To my love and my best friend, these things I give you today and all the days of our lives."

Two years ago, Keane and I spoke these words to each other on our wedding day. We wrote them together, thoughtfully and honestly, making promises to work at our relationship every day.

Today, I'll be the first to admit that a successful marriage requires a lot of work. The fantasy of falling in love and effortlessly moving through life together, happily ever after, is all too common. Unfortunately, Keane and I have witnessed many marriages close to us unravel over the years and have taken away some valuable lessons to apply to our own relationship.

The fact of the matter is, love is a choice. Sometimes it's easy to love your partner, other times it requires a bit of effort. Even during times of frustration, anger, irritability and impatience, we must make the choice to respect and love one another.

Communication will make or break a marriage. Two people may have totally different expectations of parenting, money management or sex but if they don't discuss things openly, it's impossible to find middle ground. Before you know it, you find yourself in a cold, empty marriage and the damage can be irreparable. Tell your spouse when something upsets you. People aren't mind readers.

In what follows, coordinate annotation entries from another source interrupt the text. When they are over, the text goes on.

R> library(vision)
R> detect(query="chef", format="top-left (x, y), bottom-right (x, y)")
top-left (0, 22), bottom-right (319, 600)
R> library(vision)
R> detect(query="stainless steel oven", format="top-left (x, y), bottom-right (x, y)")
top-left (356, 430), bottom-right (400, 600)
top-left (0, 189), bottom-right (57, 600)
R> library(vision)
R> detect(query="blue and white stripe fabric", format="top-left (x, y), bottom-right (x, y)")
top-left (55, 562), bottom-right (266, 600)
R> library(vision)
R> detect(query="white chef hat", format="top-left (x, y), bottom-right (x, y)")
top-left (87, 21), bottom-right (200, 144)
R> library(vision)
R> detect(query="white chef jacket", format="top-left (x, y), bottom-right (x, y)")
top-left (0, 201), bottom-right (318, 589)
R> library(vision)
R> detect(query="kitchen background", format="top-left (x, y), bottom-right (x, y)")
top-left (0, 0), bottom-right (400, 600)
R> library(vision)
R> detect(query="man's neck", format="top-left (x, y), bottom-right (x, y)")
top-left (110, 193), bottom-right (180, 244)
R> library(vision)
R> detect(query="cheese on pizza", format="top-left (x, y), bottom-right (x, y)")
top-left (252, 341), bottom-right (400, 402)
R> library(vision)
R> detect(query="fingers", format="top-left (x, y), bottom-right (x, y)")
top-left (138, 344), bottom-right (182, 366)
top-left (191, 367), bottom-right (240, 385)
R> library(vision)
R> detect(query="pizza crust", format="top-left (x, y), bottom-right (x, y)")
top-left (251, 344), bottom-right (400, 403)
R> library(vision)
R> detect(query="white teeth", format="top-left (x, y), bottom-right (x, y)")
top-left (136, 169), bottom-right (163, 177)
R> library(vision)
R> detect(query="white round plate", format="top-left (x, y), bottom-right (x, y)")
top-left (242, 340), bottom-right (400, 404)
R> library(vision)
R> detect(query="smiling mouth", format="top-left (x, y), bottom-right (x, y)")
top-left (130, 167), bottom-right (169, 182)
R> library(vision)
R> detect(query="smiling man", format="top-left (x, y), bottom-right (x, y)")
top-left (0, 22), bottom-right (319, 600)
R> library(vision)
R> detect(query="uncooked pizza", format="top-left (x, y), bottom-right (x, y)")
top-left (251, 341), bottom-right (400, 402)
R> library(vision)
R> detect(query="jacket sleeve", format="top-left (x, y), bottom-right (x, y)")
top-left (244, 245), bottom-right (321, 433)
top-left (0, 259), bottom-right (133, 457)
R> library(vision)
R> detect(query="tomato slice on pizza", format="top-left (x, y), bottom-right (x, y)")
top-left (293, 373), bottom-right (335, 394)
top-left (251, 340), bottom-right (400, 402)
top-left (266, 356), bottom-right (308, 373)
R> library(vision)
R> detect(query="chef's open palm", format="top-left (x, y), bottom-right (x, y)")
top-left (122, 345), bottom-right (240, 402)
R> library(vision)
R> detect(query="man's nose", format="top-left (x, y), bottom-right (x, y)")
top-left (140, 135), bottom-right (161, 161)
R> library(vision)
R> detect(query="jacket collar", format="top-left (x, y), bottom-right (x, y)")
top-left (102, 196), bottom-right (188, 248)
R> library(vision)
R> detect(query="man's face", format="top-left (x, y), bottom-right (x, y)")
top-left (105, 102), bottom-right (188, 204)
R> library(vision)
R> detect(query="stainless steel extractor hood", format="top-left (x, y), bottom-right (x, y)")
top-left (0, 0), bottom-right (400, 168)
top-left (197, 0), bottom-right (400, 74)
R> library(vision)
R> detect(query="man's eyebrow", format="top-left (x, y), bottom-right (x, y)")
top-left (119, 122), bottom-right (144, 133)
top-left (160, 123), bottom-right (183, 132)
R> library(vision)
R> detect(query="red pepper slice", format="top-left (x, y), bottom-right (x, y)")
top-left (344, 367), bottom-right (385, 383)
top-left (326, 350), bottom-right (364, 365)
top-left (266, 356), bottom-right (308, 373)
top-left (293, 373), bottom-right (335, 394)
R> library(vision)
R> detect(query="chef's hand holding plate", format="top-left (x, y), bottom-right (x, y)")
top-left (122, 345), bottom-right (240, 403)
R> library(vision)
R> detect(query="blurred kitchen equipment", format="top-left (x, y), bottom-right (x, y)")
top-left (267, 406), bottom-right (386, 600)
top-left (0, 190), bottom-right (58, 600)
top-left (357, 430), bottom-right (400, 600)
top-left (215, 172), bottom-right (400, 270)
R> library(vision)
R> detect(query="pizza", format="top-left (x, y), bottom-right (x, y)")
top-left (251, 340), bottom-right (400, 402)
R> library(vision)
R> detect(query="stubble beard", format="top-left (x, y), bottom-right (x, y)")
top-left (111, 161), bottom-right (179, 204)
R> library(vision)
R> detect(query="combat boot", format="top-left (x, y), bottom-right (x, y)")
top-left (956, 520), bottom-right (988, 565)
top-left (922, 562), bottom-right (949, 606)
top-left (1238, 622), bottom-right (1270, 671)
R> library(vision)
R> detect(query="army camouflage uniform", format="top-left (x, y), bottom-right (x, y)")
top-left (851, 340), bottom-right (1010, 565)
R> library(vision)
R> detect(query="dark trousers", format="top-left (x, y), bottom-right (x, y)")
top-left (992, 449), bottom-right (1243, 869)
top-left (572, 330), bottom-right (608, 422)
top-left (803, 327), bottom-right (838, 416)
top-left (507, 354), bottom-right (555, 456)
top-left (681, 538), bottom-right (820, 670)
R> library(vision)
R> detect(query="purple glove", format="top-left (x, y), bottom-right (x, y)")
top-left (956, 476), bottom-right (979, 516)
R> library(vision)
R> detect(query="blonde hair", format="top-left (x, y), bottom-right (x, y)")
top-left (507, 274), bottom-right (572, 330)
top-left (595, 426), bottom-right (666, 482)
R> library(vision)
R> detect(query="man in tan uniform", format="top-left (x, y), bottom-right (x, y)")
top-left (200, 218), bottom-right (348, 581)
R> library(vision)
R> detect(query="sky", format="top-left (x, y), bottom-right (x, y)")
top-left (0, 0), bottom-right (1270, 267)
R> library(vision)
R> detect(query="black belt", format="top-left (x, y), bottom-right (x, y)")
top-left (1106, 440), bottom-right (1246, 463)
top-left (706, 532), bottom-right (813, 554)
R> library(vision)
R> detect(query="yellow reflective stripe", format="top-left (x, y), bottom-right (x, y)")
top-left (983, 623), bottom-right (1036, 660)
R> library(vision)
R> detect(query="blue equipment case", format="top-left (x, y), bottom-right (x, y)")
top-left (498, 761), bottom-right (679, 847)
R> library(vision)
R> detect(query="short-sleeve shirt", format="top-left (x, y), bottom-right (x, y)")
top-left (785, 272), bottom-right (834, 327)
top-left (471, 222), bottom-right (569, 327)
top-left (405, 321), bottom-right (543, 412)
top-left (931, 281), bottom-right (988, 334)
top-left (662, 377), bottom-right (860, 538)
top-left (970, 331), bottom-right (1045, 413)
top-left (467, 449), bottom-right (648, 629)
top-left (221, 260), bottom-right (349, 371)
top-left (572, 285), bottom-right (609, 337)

Find common interests. I can assure you it is a lot easier to like being around your partner if you are doing things you both enjoy. Alone time is just as important in order to remain centered and happy.

Laugh a lot. Find joy in things together. Be silly. You'll discover it's pretty tough to be upset with each other when you do this.

Give your partner grace. Be forgiving and choose to trust.

Finally, nurture your relationship before anything else. We aren't parents yet, but I can already see this requiring a conscious effort when we have children. Things get more complicated, time becomes limited, and sleep is a thing of the past. Despite all of these obstacles, put your relationship first. Prioritize date nights, set aside money in the budget for babysitters, plan a vacation. Your children will thank you later for your example of a committed, loving marriage.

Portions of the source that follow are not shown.